Client: Sonoma County (CA)
GG+A was part of a team that prepared a facilities master plan for Sonoma County. The plan included the development of a long-term real estate strategy for Sonoma County facilities. The comprehensive county facilities plan comprised a service delivery plan, real estate plan, and financial plan. GG+A prepared the financial analysis to quantify the total occupancy costs Sonoma County is forecast to incur under a status quo or “base case” scenario for office space it owns and leases to house its existing workforce. The base case scenario reflected a static real estate portfolio. In other words, no office properties are assumed to be purchased or sold and all existing leases are assumed to continue on a recurring month-to-month basis or be renewed upon expiration.

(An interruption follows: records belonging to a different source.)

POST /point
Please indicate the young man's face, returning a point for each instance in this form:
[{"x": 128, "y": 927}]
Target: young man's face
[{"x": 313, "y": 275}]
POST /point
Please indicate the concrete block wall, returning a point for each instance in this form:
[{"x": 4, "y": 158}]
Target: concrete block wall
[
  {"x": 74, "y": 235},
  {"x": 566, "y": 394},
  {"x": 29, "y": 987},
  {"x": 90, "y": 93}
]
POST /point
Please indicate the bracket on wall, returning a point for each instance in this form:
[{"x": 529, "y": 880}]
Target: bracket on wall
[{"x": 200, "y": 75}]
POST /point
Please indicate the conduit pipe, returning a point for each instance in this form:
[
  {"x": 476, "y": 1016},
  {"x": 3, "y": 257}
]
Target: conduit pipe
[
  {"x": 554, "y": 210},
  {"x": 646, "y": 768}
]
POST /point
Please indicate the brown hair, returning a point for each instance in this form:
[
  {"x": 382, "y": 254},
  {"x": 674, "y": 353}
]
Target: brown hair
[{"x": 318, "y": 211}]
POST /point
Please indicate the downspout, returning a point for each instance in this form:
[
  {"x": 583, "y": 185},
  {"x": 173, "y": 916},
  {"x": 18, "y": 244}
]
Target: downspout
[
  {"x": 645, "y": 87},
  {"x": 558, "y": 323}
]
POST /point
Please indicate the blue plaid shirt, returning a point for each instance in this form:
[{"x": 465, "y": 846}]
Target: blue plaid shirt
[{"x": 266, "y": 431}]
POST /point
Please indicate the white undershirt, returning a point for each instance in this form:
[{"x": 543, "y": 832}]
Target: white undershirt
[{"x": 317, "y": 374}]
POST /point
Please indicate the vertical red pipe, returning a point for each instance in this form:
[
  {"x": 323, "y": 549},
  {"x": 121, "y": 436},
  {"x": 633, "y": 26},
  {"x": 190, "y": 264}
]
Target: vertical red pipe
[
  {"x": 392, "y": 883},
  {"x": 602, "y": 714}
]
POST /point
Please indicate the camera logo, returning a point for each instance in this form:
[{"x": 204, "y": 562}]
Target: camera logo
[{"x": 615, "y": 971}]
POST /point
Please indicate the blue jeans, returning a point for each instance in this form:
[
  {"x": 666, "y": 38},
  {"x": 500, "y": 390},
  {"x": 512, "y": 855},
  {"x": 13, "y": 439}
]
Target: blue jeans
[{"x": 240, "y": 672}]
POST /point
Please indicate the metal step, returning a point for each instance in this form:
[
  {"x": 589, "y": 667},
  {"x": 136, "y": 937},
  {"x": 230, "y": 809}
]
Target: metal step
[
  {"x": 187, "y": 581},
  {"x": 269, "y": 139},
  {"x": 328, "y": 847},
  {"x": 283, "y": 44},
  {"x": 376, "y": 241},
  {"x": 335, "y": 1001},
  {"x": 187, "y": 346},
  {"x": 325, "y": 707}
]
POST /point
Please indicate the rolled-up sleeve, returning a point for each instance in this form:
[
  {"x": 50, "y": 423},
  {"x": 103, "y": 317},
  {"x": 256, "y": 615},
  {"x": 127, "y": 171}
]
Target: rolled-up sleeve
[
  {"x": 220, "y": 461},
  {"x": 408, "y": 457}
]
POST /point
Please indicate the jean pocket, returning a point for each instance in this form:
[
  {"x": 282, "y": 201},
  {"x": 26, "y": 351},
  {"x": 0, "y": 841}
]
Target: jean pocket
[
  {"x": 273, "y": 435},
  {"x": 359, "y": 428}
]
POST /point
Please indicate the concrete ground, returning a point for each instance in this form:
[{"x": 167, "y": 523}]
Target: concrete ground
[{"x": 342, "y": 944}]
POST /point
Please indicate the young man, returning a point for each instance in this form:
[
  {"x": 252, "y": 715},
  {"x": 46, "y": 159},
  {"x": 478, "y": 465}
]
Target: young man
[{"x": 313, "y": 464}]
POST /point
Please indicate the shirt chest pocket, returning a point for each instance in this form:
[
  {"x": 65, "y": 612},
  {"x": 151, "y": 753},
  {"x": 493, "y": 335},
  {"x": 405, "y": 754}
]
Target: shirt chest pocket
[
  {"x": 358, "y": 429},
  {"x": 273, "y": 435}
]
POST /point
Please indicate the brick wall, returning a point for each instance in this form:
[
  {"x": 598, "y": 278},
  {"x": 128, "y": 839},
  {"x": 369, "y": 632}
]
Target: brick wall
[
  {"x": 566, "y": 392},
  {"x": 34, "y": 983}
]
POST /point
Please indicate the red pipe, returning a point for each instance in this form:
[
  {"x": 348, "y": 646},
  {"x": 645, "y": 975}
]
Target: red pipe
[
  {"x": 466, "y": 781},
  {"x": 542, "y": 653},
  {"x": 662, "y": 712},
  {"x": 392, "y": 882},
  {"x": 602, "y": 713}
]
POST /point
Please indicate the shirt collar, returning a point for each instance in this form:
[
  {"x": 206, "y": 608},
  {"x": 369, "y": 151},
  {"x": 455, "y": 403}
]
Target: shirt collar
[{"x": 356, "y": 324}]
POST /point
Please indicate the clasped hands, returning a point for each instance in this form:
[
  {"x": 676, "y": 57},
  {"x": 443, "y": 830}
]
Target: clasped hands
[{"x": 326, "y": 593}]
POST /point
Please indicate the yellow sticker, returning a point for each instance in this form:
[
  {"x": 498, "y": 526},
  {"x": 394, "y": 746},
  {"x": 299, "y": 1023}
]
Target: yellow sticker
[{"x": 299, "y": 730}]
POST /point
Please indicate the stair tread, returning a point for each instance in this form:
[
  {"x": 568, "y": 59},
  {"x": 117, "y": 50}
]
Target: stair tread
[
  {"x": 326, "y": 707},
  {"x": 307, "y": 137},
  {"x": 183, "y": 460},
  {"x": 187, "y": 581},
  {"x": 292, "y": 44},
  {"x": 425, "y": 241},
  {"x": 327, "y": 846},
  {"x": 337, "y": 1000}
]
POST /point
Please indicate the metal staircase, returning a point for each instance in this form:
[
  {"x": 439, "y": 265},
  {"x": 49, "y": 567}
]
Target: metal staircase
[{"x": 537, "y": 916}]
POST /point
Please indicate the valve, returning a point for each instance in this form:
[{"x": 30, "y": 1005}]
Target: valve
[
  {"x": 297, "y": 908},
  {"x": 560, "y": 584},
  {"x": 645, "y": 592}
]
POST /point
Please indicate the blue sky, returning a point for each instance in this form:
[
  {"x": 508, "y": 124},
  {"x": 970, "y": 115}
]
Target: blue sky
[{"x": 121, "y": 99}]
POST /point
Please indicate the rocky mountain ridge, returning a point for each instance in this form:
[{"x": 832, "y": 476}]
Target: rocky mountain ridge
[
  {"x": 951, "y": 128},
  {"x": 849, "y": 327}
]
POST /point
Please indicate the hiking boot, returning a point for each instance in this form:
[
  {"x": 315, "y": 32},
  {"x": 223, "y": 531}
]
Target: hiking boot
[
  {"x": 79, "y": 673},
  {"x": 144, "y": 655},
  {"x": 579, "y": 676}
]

GG+A built a comprehensive financial model to evaluate and compare costs in the base case scenario to alternative scenarios to house the County’s workforce. The financial model simulated the annual occupancy costs of leasing and owning office space over a long-term, 21-year time period (2010 through 2030). The approach used to analyze the portfolio permits decision makers to prepare for the timing and magnitude of incremental added costs that will be necessary to maintain and enhance the real estate portfolio to facilitate improved service delivery.
GG+A also evaluated the results of alternative scenario occupancy costs assuming a lower cost to finance bonds issued to finance construction of the new campus buildings. Also presented was an analysis related to achieving a “cost-neutral” position when considering the long-term occupancy costs of the base case versus standard and employee mobility alternatives identified by Gensler. The purpose of the sensitivity analysis was to provide quantitative benchmarks that County officials and staff can consider in order to inform their implementation decisions, and whether the likely incremental net occupancy costs associated with any or all of the alternatives are justified by operational and service delivery improvements that may not have been quantified.
GG+A also provided an analysis of financing alternatives and the potential sources of funding and types of funding mechanisms of campus facility development costs for Sonoma County including:
• leveraging the savings from not having to pay annual lease payments for the rental of office space for County employees that would no longer be needed because such functions would be relocated and consolidated at the campus;
• leveraging the savings from the more efficient use of office space than currently obtained and less need for space due to the decline in the number of County employees;
• leveraging the savings from the avoidance of needed capital replacement or major maintenance and repair costs for building facilities that would no longer be used; and
• proceeds from the disposal of real estate assets made surplus because of the consolidation at the campus.
Types of funding mechanisms reviewed include certificates of participation, credit tenant lease financing, and other financing permutations.